The Blue Girl: Or, why Talking to Ghosts Can Be a Bad Idea

Charles De Lint is probably my third favorite writer (after Neil Gaiman and Terry Pratchett), so I was expecting to like this book, a young adult novel set (as most of De Lint's fiction is) in the fictional city of Newford. And I wasn't disappointed.

"The Blue Girl" concerns the adventures of Imogene Yeck, a high school aged girl who's just moved to Newford with her older brother and mother. Imogene has always had a bit of an independant streak to her, and in fact at her old high school was a bit of a juvenile delinquent. However, she's decided to reform herself and shape up, while still keeping the attitude to always be herself.

This is why she approaches the shy and alienated Maxine on her first day at Redding High School, hoping to find a kindred spirit. To her joy, she does, discovering an intelligent, driven, and caring young woman who's basically retreated inside herself thanks to a tyrannical mother and constant bullying by your typical assholish cheerleaders and jocks. Through Imogene, Maxine is able to gain an example in how to always be proud of who she is, and to slowly but surely come out of her shell.

It was around this point that I was beginning to wonder if I had picked up a novel by another writer by mistake. This story was good, and I loved the way Imogene and Maxine played off each other, but it seemed odd having a Charles De Lint novel with so little supernatural content. However, at the introduction of the third viewpoint character (the story is told in alternating chapters from the viewpoints of its three leads), I found the supernatural elements I was looking for. The third main character is Adrian, a young boy who went to Imogene and Maxine's school several years before, who died mysteriously and now haunts the school. Imogene starts seeing him, and eventually gets him to tell her his story.

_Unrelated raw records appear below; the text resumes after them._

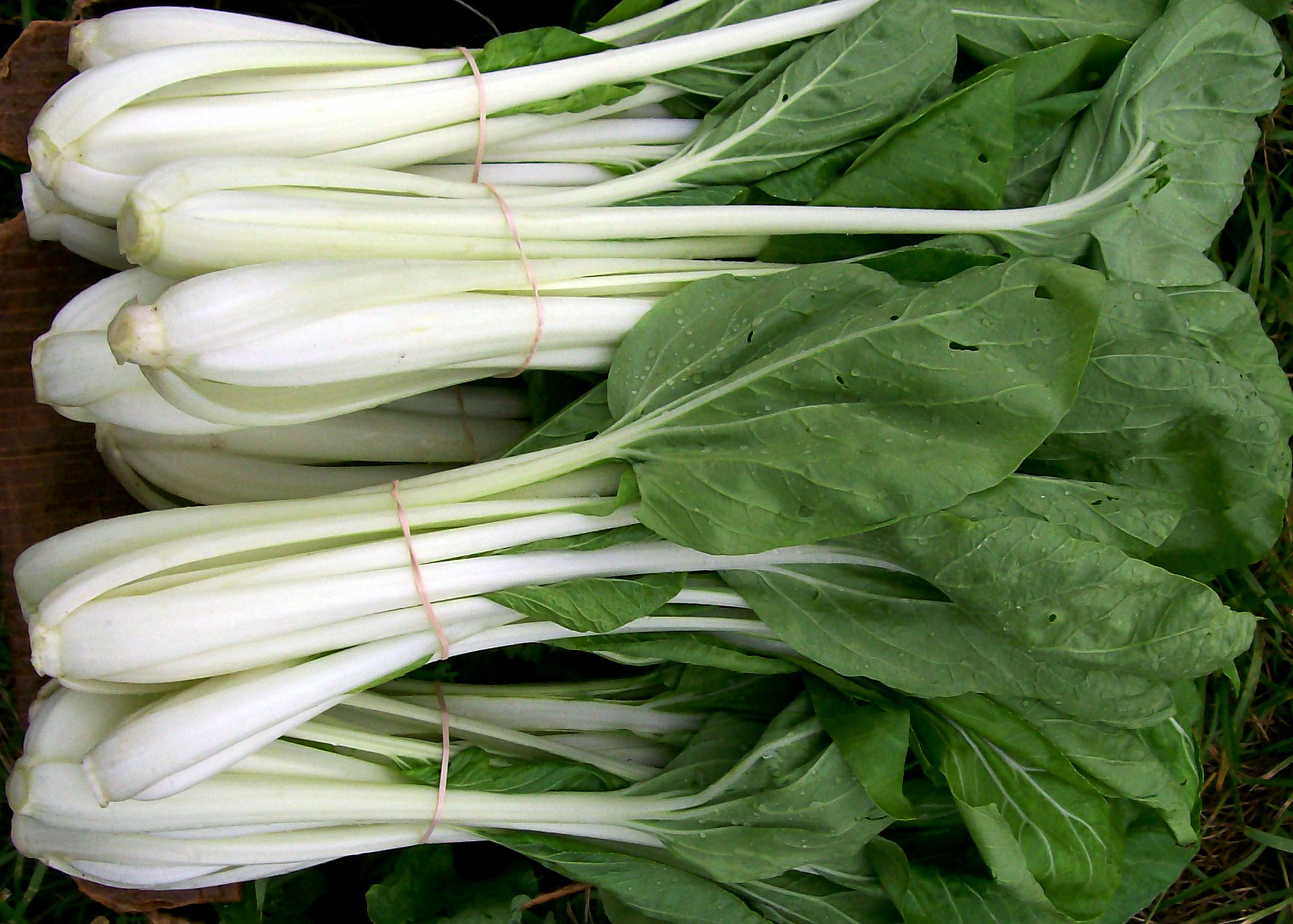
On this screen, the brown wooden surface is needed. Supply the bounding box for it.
[0,21,76,162]
[0,22,225,910]
[0,22,138,729]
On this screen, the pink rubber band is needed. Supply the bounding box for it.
[455,45,543,380]
[421,680,448,844]
[390,479,448,660]
[455,45,485,183]
[481,183,543,379]
[454,385,481,461]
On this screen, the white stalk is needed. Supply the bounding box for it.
[31,543,837,680]
[314,86,677,171]
[119,145,1156,271]
[83,607,789,802]
[14,481,622,621]
[67,7,372,71]
[31,0,875,218]
[107,294,654,388]
[403,159,616,187]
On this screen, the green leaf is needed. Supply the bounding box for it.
[728,869,901,924]
[463,26,647,115]
[858,491,1254,680]
[490,831,767,924]
[592,0,664,31]
[949,474,1185,558]
[723,564,1173,726]
[812,71,1015,209]
[1046,0,1280,286]
[1095,818,1199,924]
[866,839,1071,924]
[473,26,614,75]
[548,632,795,675]
[953,0,1168,64]
[1168,282,1293,436]
[396,747,625,792]
[858,235,1005,282]
[807,677,915,820]
[367,845,539,924]
[485,574,686,632]
[1243,0,1289,19]
[629,695,891,883]
[758,138,874,203]
[966,34,1131,110]
[507,382,614,456]
[216,869,327,924]
[652,0,853,105]
[602,259,1103,553]
[1001,700,1202,844]
[1027,286,1289,575]
[652,665,803,721]
[598,892,659,924]
[912,695,1123,920]
[671,0,956,185]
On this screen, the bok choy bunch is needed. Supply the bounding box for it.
[17,259,1272,798]
[30,0,876,220]
[8,689,890,888]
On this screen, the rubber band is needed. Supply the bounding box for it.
[390,479,448,660]
[481,183,543,379]
[421,680,448,844]
[454,385,481,463]
[455,45,543,377]
[455,45,485,183]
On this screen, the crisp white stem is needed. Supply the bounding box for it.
[67,7,371,71]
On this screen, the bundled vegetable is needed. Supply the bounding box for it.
[31,0,875,218]
[9,689,890,888]
[9,0,1293,924]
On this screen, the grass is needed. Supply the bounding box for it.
[7,0,1293,924]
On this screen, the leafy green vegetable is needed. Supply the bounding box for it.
[855,482,1253,680]
[602,261,1102,552]
[866,838,1071,924]
[463,26,647,115]
[808,677,915,819]
[912,695,1123,920]
[551,632,795,675]
[952,0,1168,64]
[216,869,327,924]
[723,564,1173,726]
[1003,700,1201,844]
[812,71,1015,208]
[1029,0,1280,286]
[396,747,625,792]
[653,0,843,105]
[670,0,956,183]
[367,845,539,924]
[486,574,686,632]
[1096,817,1199,924]
[1027,286,1289,575]
[490,831,765,924]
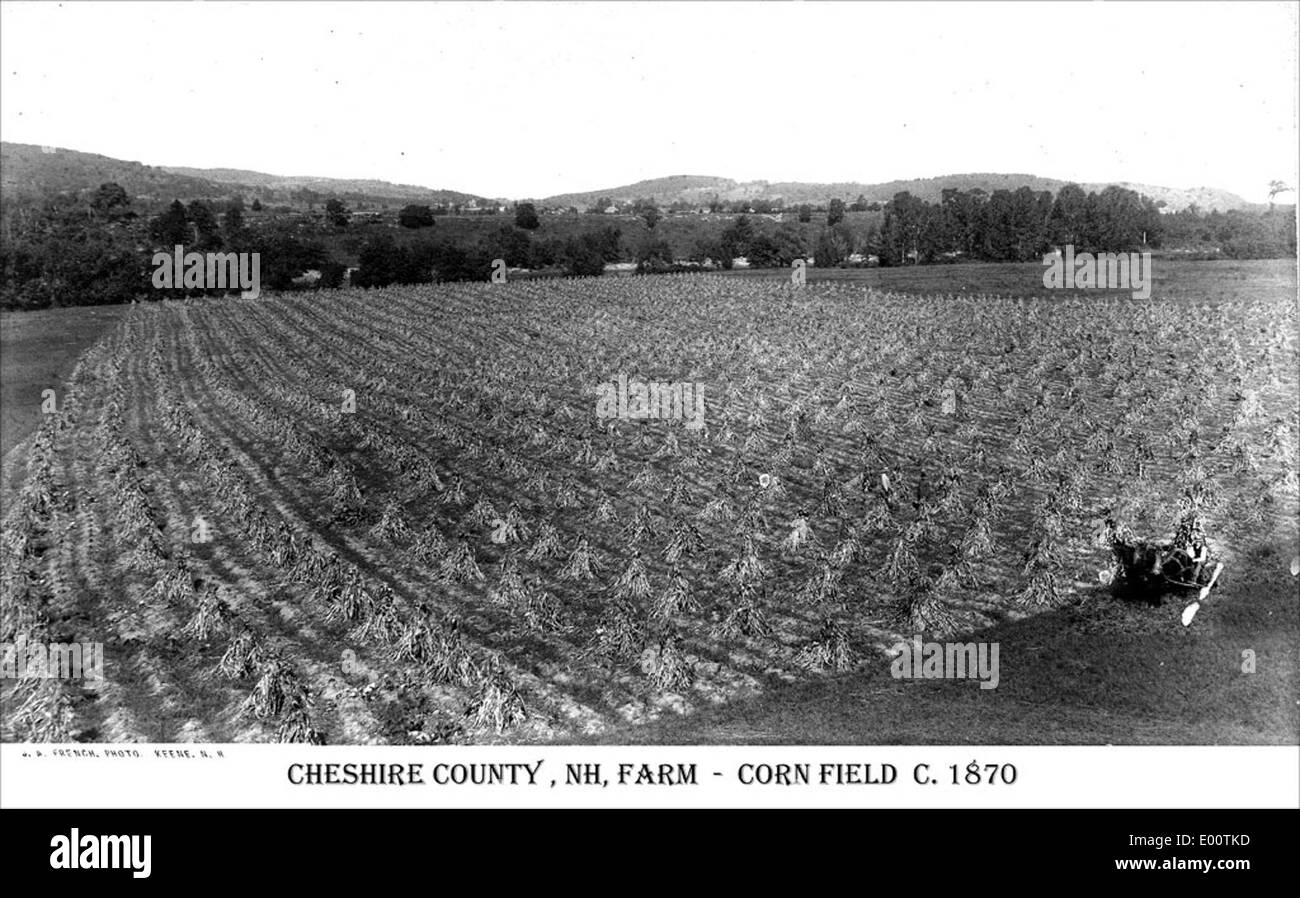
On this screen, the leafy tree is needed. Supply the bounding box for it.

Adrian, for whatever reason, discovered one day he could see the house fairies that inhabit the school. As they were comparatively nice to him, they became his friends, teaching him all sorts of things. It was during an ill-advised attempt to learn to fly that Adrian fell off the roof of the school and died, and he has haunted the school ever since.

As Imogene can see Adrian but not the fairies, she disbelieves him. Wanting her to believe him, he asks the fairies to do something to allow her to see them. Unfortunately, whatever they do attracts the attention of more than just fairies, and soon Imogene is being threatened by some very dangerous entities that appear to be attracted to her like a beacon...

Although this novel was slow to take off, once it did it was very good. As I mentioned, both Imogene and Maxine work very well together as characters, and they work well alone also. Both go through significant changes, and I loved getting into the minds of both of them. I want to see them in future Newford books, especially Maxine, whose career in Newford should prove interesting if it goes the way it looks it will at the end of the book. Pelly, Imogene's imaginary friend from when she was younger who suddenly starts appearing, very much real, is also a very interesting character who turns out to be much more complex than he initially appears, and although we don't get enough focus on him in the novel (we're never even told exactly what he is), what we do get is very interesting. Adrian as a character is significantly weaker, possibly because he's not supposed to be as sympathetic as the others, and I found him signifcantly harder to like. He's so pathetic, makes so many bad decisions, and in general is such an imperfect character that I did not look forward to his chapters as much as I did the other two viewpoint characters.

This book's main problem is that there is too much going on. There are ghosts, and angels (not literal angels, but dead people who have postponed their own passing on to help those dead who are floundering, who refuse to pass on), and the dark creatures which make up the main antagonists of the novel, and fairies, and whatever Pelly is. It all gets rather overstuffed, and that's not even dealing with subplots involving both heroines' romantic prospects, or Maxine's mother, or Imogene's past. Although what we got was good, sometimes bits of it distracted from other bits.

However, it was a good story, with a climax that had me on the edge of my seat, and warm characters that i really wanted to get to know. I most definitely loved it, and I would suggest it to any Newford fans out there, as well as anyone who wants a good story with solid characters. Read it if you see it!